No hay partido que se quede atrás. Pisos por ... doquier, rebaja de la carga tributaria, preciosos jardines adornando la ciudad, calles asfaltadas y aceras nuevas, ni un bache ni un socavón, paseos y paisajes; la atención diligente en la Administración y el ciudadano en el centro del mundo se nos presentan como lo más normal en cada programa, como si hasta la fecha a nadie se le hubiera ocurrido que lo que todo el mundo quiere es una solución para los problemas cotidianos que se deben sortear.
Pero todo ello se nos ha ido desvelando como un simple decorado de papel brillante que trata de atraer nuestra atención y en el que unos aducen lo que los otros no han hecho, y los otros lo vacuo que suenan las promesas de los que vienen. Un toma y daca constante que trata de escarbar en supuestas trastiendas inconfesables del adversario, en corruptelas e intenciones torcidas y en deméritos, todo con la única intención de menoscabar su valía para administrar la cosa pública.
Con el paso del tiempo, la tómbola va exponiendo cada vez regalos más variados y muchos de los aspirantes no solo ofrecen promesas de futuros logros de bienestar, sino la entrega de sus propias habilidades personales en el circo de la vida y alguna hasta ha bailado en la barra.
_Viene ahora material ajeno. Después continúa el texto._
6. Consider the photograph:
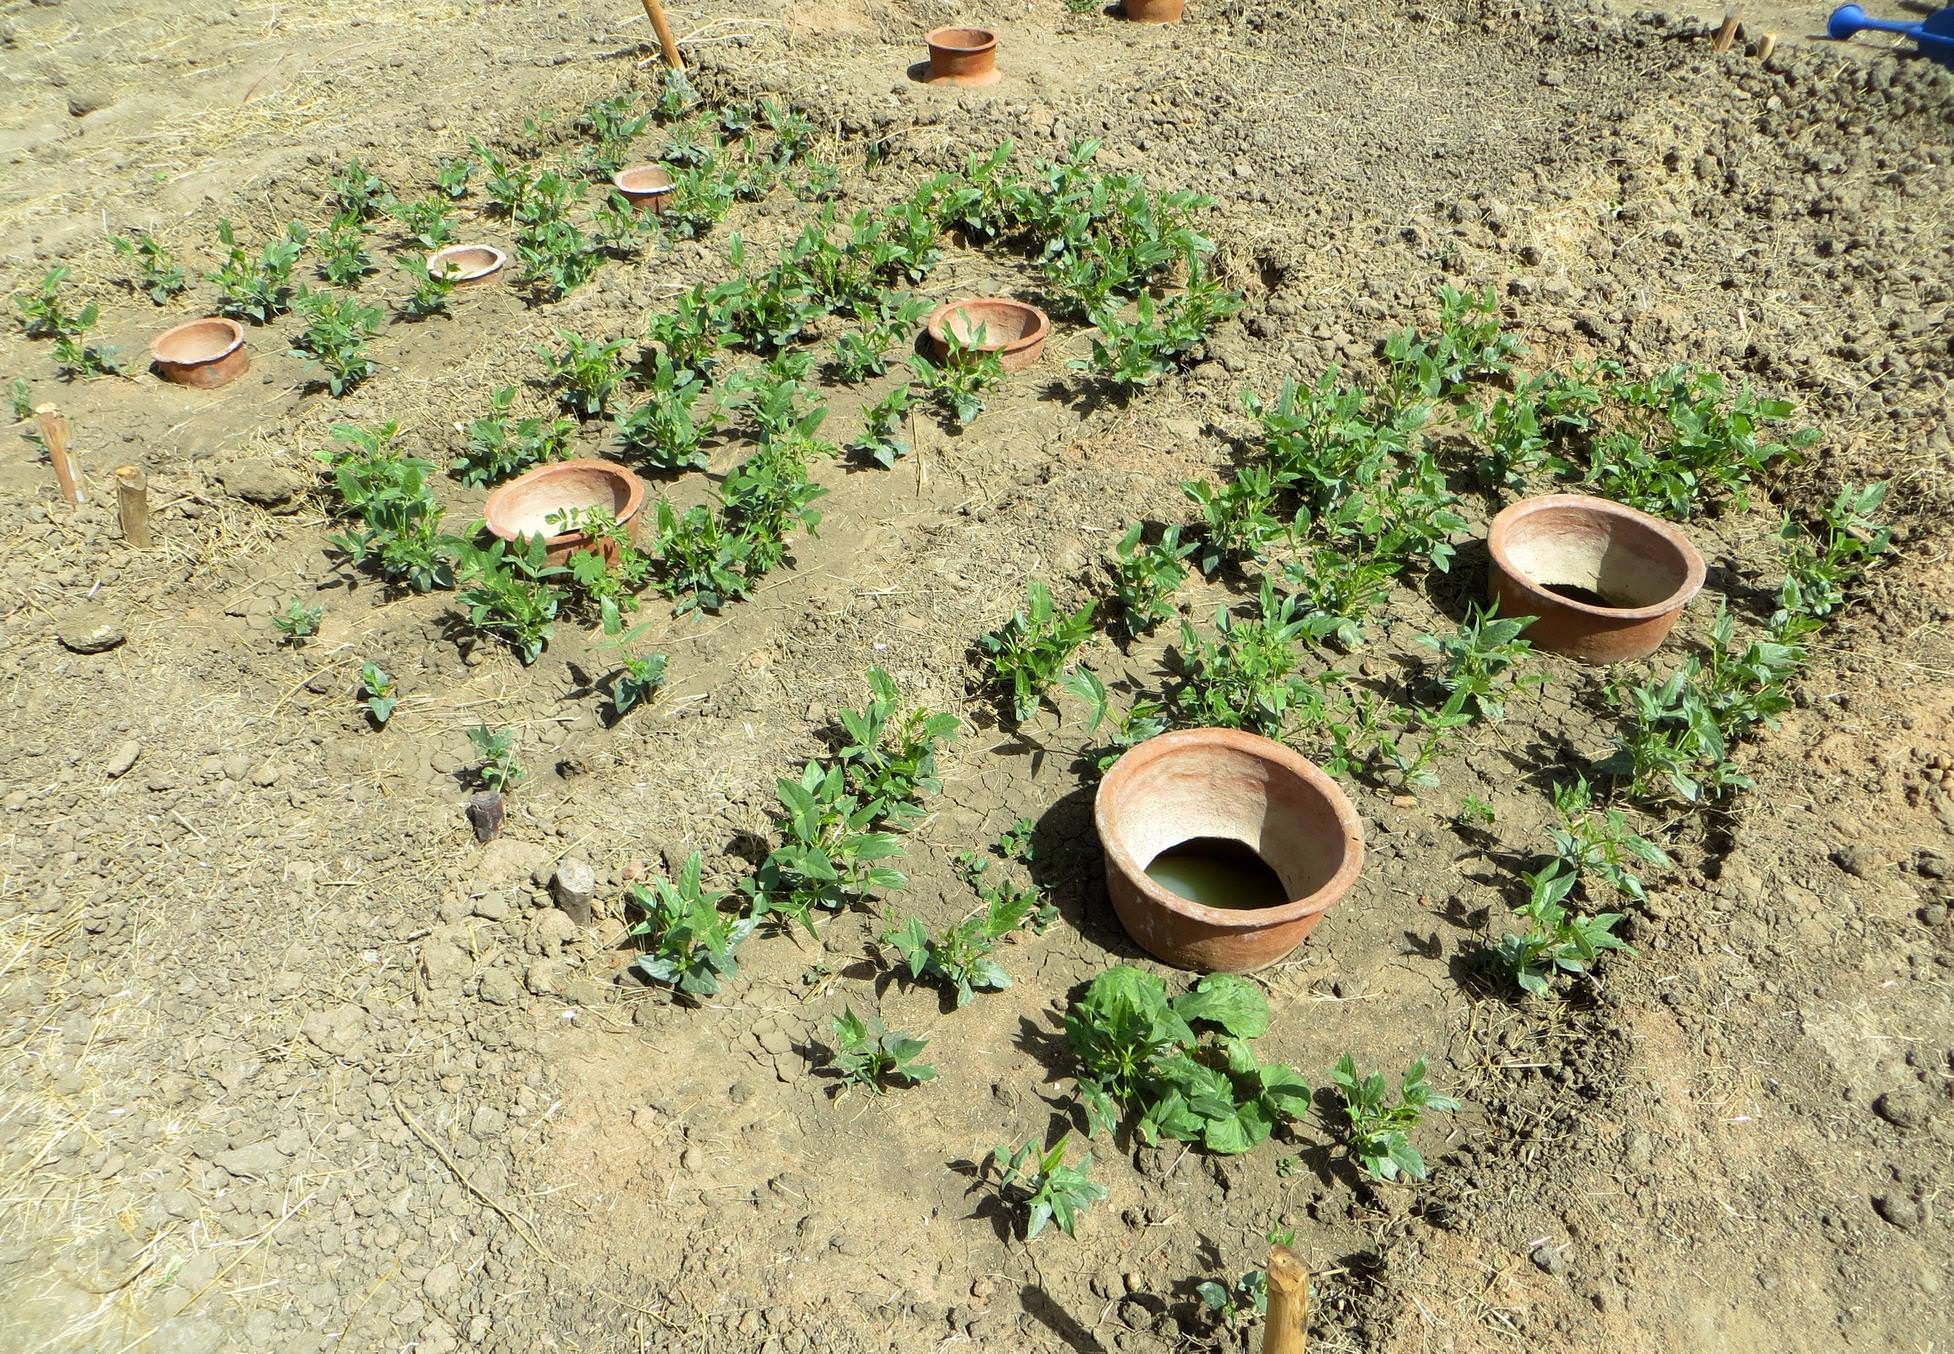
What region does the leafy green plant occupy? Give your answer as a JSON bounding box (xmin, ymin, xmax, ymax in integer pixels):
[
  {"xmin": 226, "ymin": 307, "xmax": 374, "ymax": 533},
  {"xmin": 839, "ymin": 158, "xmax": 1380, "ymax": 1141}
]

El sufrido elector contempla incrédulo esa cercanía temporal y repentina preguntándose el porqué no se le sirve.
En una sociedad como la nuestra, en la que la crisis de las ideologías constituye una evidencia, el ciudadano, decepcionado y desarmado, se debate entre la razón, el corazón y el estómago a la hora de decidir su voto, con la esperanza no siempre puesta en que salga elegido un determinado candidato sino para evitar que llegue a meta otro de los que figuran en la parrilla de salida.